El viernes 8 de diciembre hubo un grave enfrentamiento en Texcapilla, Estado de México. En el video que circuló en redes sociales aparecen distintas personas discutiendo entre sí. Luego se escuchan detonaciones y comienzan varias persecuciones. Caen algunos individuos que siguen moviéndose o permanecen inertes. Unas personas corren para protegerse y otras son golpeadas cuando han caído. El video no da cuenta de las causas ni de los resultados del enfrentamiento. No puede saberse si además de lesionados hay muertos. ¿Fue una disputa de tierras?, ¿los involucrados actuaban contra sus autoridades?, ¿fue un pleito vecinal por las fiestas o los deberes comunitarios? El minuto y medio de grabación no lo responde. Las escenas no son definitorias en lo absoluto.

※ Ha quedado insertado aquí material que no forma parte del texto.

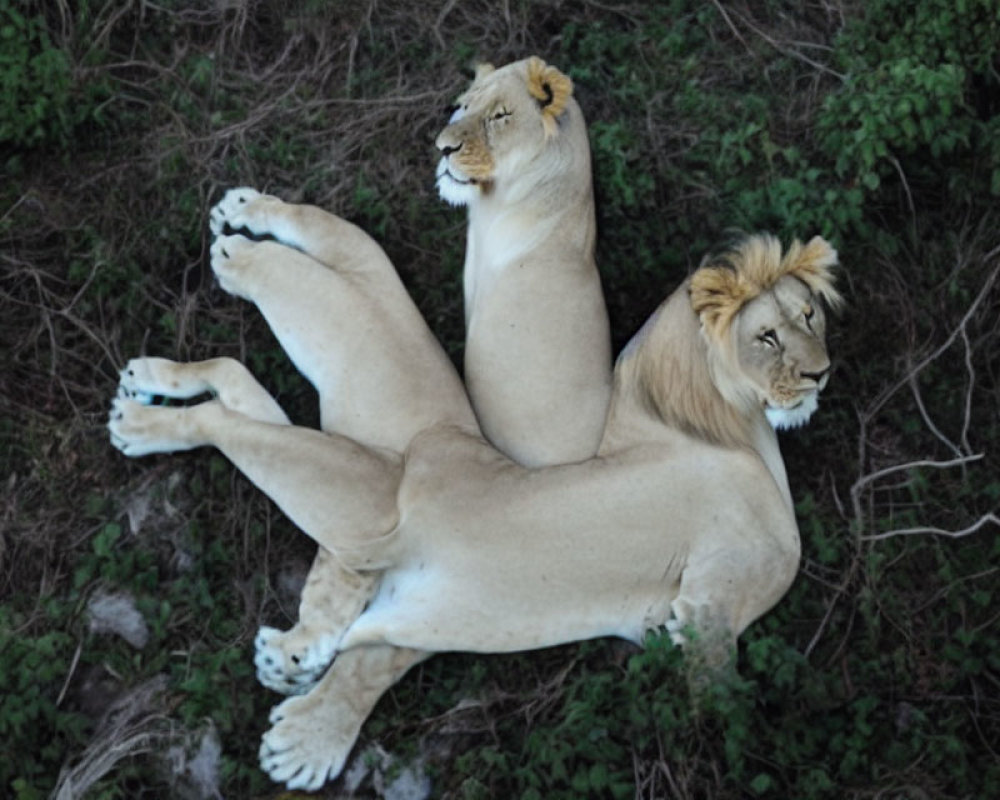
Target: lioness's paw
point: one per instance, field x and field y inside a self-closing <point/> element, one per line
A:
<point x="144" y="379"/>
<point x="231" y="210"/>
<point x="138" y="429"/>
<point x="304" y="747"/>
<point x="291" y="662"/>
<point x="229" y="256"/>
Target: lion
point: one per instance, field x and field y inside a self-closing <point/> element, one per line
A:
<point x="682" y="520"/>
<point x="516" y="154"/>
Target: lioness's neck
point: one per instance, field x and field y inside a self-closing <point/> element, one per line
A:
<point x="548" y="203"/>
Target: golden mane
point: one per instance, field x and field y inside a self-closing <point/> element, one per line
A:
<point x="676" y="372"/>
<point x="725" y="283"/>
<point x="666" y="369"/>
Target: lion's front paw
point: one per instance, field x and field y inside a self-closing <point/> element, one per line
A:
<point x="231" y="211"/>
<point x="305" y="747"/>
<point x="231" y="257"/>
<point x="291" y="662"/>
<point x="138" y="429"/>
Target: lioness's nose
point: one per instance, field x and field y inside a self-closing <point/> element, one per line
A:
<point x="818" y="375"/>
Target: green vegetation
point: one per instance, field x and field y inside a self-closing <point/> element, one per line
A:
<point x="875" y="124"/>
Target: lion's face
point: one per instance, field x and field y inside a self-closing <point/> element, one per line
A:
<point x="781" y="351"/>
<point x="500" y="124"/>
<point x="762" y="317"/>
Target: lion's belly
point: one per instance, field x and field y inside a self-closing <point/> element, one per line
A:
<point x="504" y="558"/>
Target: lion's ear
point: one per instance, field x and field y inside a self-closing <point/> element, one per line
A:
<point x="551" y="88"/>
<point x="813" y="263"/>
<point x="717" y="294"/>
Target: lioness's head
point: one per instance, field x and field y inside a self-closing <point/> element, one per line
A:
<point x="500" y="124"/>
<point x="762" y="315"/>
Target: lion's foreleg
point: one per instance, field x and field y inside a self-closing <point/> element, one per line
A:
<point x="145" y="378"/>
<point x="311" y="736"/>
<point x="332" y="241"/>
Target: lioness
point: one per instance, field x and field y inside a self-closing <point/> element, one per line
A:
<point x="537" y="350"/>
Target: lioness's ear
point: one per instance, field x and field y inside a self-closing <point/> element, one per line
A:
<point x="717" y="294"/>
<point x="551" y="88"/>
<point x="813" y="263"/>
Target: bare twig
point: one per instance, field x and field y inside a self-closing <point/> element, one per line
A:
<point x="986" y="519"/>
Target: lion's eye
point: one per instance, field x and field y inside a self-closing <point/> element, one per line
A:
<point x="770" y="338"/>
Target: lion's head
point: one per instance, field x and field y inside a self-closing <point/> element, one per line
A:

Las armas de fuego vistas y escuchadas no son concluyentes. Hoy son muchos los que cuentan con ellas. Los machetes y hoces menos aún. ¿Por qué una herramienta pasó a ser un arma? Las vestimentas de los participantes son propias de una región fría y agrícola. Los automóviles estacionados son comunes. Nada hay que permita distinguir a los participantes ni a los que parecen ser grupos rivales. La asignación de sentido a las imágenes de Texcapilla requirió de fuentes adicionales, pero en sí mismas nos mostraron una especie de continuidad social. El que la diferencia entre los participantes del enfrentamiento haya sido su bando y no su clase, cultura o procedencia.

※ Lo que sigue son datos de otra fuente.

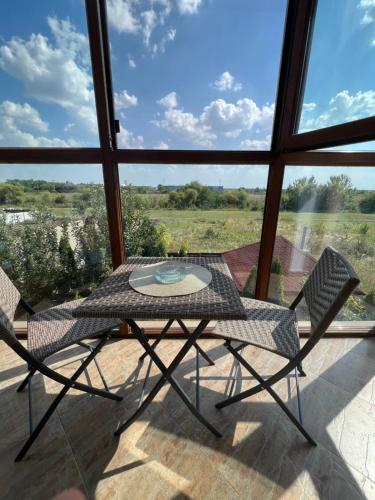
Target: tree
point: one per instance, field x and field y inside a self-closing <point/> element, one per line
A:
<point x="301" y="195"/>
<point x="10" y="194"/>
<point x="337" y="194"/>
<point x="68" y="268"/>
<point x="367" y="204"/>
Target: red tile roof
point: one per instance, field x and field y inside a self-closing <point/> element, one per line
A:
<point x="295" y="263"/>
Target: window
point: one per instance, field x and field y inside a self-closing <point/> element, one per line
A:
<point x="323" y="206"/>
<point x="340" y="77"/>
<point x="54" y="232"/>
<point x="186" y="79"/>
<point x="196" y="209"/>
<point x="47" y="97"/>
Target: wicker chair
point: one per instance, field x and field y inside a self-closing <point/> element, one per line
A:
<point x="274" y="328"/>
<point x="48" y="332"/>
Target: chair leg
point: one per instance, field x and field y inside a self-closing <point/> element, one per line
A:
<point x="35" y="432"/>
<point x="90" y="348"/>
<point x="275" y="396"/>
<point x="27" y="379"/>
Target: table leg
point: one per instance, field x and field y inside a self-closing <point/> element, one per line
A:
<point x="187" y="334"/>
<point x="167" y="376"/>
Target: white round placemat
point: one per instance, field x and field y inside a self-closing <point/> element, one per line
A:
<point x="143" y="280"/>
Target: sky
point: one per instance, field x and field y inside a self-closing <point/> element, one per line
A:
<point x="187" y="74"/>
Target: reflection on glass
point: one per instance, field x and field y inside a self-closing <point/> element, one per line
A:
<point x="320" y="207"/>
<point x="340" y="78"/>
<point x="54" y="234"/>
<point x="181" y="209"/>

La continuidad social vista en el video muestra, también, un aspecto general que no terminamos por reconocer. La suposición de que la delincuencia nacional puede identificarse fenotípica, cultural o socialmente. Que los rasgos prevalecientes en la vestimenta, la música o el consumo diferencian a los delincuentes de quienes no lo son. El evidente clasismo de los estereotipos oculta la penetración de las actividades delictivas en la sociedad al asignárselas sólo al grupo con las particularidades postuladas a algunos de sus integrantes. Sin embargo, y como en Texcapilla, tales rasgos no se corresponden con los clichés para diferenciar entre los delincuentes de botas, hebillas o corridos, y las personas que no lo son sólo por no usarlas o escucharlos. Los componentes simbólicos que se supone son propios de cada grupo en realidad están mezclados. Hay delincuentes que disfrutan de un tipo de música o de eventos “no delincuenciales”, y sujetos que, no participando en actividades delictivas, gozan de ellos. Aun así, las adscripciones mantienen la función señalada.

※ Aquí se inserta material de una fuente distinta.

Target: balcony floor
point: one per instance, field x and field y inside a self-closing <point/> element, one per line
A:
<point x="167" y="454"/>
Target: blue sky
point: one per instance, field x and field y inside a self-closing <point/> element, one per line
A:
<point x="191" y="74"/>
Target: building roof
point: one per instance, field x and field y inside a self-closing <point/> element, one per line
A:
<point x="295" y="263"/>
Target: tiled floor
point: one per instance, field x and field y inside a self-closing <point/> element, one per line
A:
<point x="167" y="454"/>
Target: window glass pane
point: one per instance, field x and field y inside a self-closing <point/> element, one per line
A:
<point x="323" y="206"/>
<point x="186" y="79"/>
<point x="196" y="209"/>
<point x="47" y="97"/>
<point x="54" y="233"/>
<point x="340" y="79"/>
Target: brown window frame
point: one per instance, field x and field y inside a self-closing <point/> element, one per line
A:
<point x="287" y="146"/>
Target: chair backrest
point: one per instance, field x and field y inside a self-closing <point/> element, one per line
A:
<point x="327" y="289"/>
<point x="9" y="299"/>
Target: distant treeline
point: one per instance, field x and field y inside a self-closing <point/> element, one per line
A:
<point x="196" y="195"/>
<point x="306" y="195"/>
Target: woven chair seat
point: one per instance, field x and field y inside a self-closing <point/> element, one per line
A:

Gracias a ella, los delincuentes son siempre los otros. Los halconcillos, los sicarios o los grandes capos. Conductores de “trocas”, asesinos o actores semejantes. La visibilidad de la que se les ha dotado hace que nadie más esté a la vista. La corrupción, los arreglos, los transportes, las protecciones o los blanqueos no existen. Todo quedó reducido a unos cuantos creíbles y cómodos personajes y a sus consabidos papeles. Sin embargo, la realidad nacional se asemeja mucho a lo visto en el video de Texcapilla. Una continuidad de personas acorde con nuestra distribución poblacional. Una constante en donde la diferencia está dada por la participación en actividades vinculadas con el crimen. En donde, como en el video, las diferencias no son el origen social ni la capacidad de consumo. Tampoco la vestimenta, los vehículos o el recreo. Que no lo queramos ver es parte de los juegos que llevan años practicándose. El minuto y medio de un video tomado prácticamente por casualidad, nos dejó ver una parte de lo que a diario sucede y nos negamos a reconocer. No sólo la extensión de la delincuencia, sino su creciente arraigamiento social.